Skinner told the Senate Commerce Committee that the Exxon Corp. did not have enough equipment on hand when the spill occurred.
“This was compounded by the remote location of the spill, but it goes without saying that every step of the planning for moving Alaskan oil by water had to assume a spill in just this locale,” Skinner said.
On the other side of the Capitol, House Republicans called on President Bush to become directly involved in the cleanup efforts.
Rep.
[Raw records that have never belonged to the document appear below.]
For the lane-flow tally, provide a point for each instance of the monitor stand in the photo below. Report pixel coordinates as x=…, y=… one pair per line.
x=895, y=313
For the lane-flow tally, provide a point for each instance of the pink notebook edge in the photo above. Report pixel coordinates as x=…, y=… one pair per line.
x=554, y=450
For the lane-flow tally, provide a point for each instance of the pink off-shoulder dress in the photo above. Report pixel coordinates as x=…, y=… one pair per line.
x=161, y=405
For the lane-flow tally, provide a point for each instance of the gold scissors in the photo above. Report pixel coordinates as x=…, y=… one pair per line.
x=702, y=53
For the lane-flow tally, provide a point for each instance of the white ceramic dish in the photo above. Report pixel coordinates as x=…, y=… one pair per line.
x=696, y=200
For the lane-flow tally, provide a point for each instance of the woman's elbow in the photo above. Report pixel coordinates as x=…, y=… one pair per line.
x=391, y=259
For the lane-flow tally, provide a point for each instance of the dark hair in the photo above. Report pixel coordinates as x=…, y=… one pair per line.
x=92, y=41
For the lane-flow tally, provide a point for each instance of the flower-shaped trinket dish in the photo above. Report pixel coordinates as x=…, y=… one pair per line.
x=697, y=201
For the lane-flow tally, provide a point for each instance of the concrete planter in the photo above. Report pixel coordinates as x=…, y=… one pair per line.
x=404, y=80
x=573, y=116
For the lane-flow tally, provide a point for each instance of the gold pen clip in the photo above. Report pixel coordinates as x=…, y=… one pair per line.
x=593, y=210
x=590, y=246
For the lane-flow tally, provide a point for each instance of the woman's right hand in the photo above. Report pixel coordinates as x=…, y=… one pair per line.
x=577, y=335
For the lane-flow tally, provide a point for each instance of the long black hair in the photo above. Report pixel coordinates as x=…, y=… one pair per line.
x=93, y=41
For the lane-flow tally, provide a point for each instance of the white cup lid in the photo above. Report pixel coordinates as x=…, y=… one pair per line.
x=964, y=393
H. James Saxton of New Jersey told a news conference called by the House Republican Research Committee that the President should immediately put one of the federal agencies in charge of coordinating the cleanup.
The Republican group also called for legislation that would outline strict contingency plans for future oil spills and place the financial responsibility on the corporation responsible for the accident.
Meanwhile, Coast Guard investigators were reportedly investigating a theory that the captain of the ship may have put the vessel on automatic pilot prior to tha accident before retiring to his cabin. Then, so the theory goes, the unauthorized third mate left in charge of the ship realized too late that the vessel was off course and was unable to steer it away from the reef because he may not have known that the tanker autopilot was on until it was too late.